Human Rights Watch Misstates International Law to Push Legalization of Abortion in Ireland
It’s a sad commentary on our times that one of the largest and best-known “human rights” organizations in the world does not have a proper understanding of the most basic concepts of international law.
Yesterday, Human Rights Watch released a report titled “A State of Isolation: Access to Abortion for Women in Ireland” that claims that Ireland’s laws restricting abortion are a violation of international law and the human rights of women.
Abortion has been illegal in Ireland ever since the Offences against the Person Act of 1861. In the early 1980s, fearing that an activist Irish Supreme Court might try to overturn government laws in this area, the Eighth Amendment to the Irish Constitution was passed and ratified by popular referendum in 1983. It states:
The State acknowledges the right to life of the unborn and, with due regard to the equal right to life of the mother, guarantees in its laws to respect, and, as far as practicable, by its laws to defend and vindicate that right.
HRW makes its claim for a right to abortion in international law in the report as follows:
Authoritative interpretations of international law recognize that obtaining a safe and legal abortion is crucial to women’s effective enjoyment and exercise of their human rights. Since the mid-1990s, the UN treaty bodies that monitor the implementation of the International Covenant on Civil and Political Rights, the International Covenant on Economic, Social and Cultural Rights, the Convention on the Elimination of All Forms of Discrimination against Women, the Convention against Torture and Other Cruel, Inhuman, or Degrading Treatment or Punishment, and the Convention of the Rights of the Child have produced a significant body of jurisprudence regarding abortion in over 122 concluding observations concerning at least ninety-three countries.
Contrary to the claims of Human Rights Watch, there is no international right to abortion as no international treaty even mentions abortion. HRW would like the reader to think that compliance committees that oversee international treaties can make “authoritative interpretations” of international law. But this is patently false, as this excerpt from a legal brief I’ve written on the issue clearly shows.
The reality is that it is ultimately for the States Parties collectively to determine the interpretation of what the rights in a treaty mean, and how they are to be weighed when there is a conflict between them. ( Cf. Christopher C. Joyner, International Law in the 21st Century, Rowman & Littlefield, 2005, pg. 114: “In interpreting a treaty text, the task becomes to ascertain what the text means to the parties collectively…”)
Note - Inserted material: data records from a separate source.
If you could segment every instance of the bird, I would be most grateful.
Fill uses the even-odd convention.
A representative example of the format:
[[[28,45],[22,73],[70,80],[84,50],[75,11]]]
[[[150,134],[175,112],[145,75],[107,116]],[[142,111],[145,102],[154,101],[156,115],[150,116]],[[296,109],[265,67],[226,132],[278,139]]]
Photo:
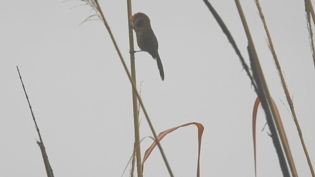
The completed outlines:
[[[158,39],[151,28],[150,18],[144,13],[138,12],[131,16],[130,20],[132,21],[131,27],[136,32],[138,46],[141,49],[139,51],[130,51],[130,52],[144,51],[149,53],[157,60],[159,75],[162,81],[164,81],[163,65],[158,51]]]

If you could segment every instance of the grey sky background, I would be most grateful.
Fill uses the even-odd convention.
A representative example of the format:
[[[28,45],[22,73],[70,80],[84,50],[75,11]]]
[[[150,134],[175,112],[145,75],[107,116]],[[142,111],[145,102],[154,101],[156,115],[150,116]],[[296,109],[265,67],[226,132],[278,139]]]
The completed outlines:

This rule was confirmed by several experts during the first session of the Committee on the Rights of the Child. According to Youri Kolosov, a professor of international law and a member of the initial Committee, (who has also served on other treaty monitoring committees), “the rule [is] that only States parties [are] entitled to give a formal interpretation of the Convention.” During this same session, another member of the Committee noted that “the Committee was not empowered to interpret the provisions of the Convention.” In this context, both members of the committee meant that while a treaty compliance committee has been given some right to interpret the text of a treaty in order to conduct a dialogue with States, only States Parties have the authority to make an official interpretation that is binding on the States Parties.
To take one example of how States Parties collectively interpret an international treaty, we can look to the Convention on the Rights of the Child. In his exhaustive study performed for an official submission to the U.N. Study on Violence Against Children in 2005, Bruce Abramson found that of the 176 States Parties that had submitted implementation reports on the CRC, 128 of these State Parties have affirmed that the Convention protects children during the pre-natal period of their lives. Further, no State Party has expressly denied that the Convention applies prior to birth.
So, contrary to what the “experts” on the various compliance committees wish to read into international treaties, the reality is that States Parties have consistently rejected any interpretation that international law contains a right to abortion, but have instead overwhelmingly agreed that the right to life provisions in international treaties includes the unborn, as most States Parties protect the pre-natal period of children in some way.
Finally, it’s ironic that HRW would try to pick a fight with Ireland on this issue, given the fact that it, like other pro-abortion NGOs and some UN agencies such as UNFPA, have insisted that restrictive abortion laws lead to higher maternal mortality rates. However, according to UNPFA’s own figures, Ireland has the lowest maternal mortality rate in the world.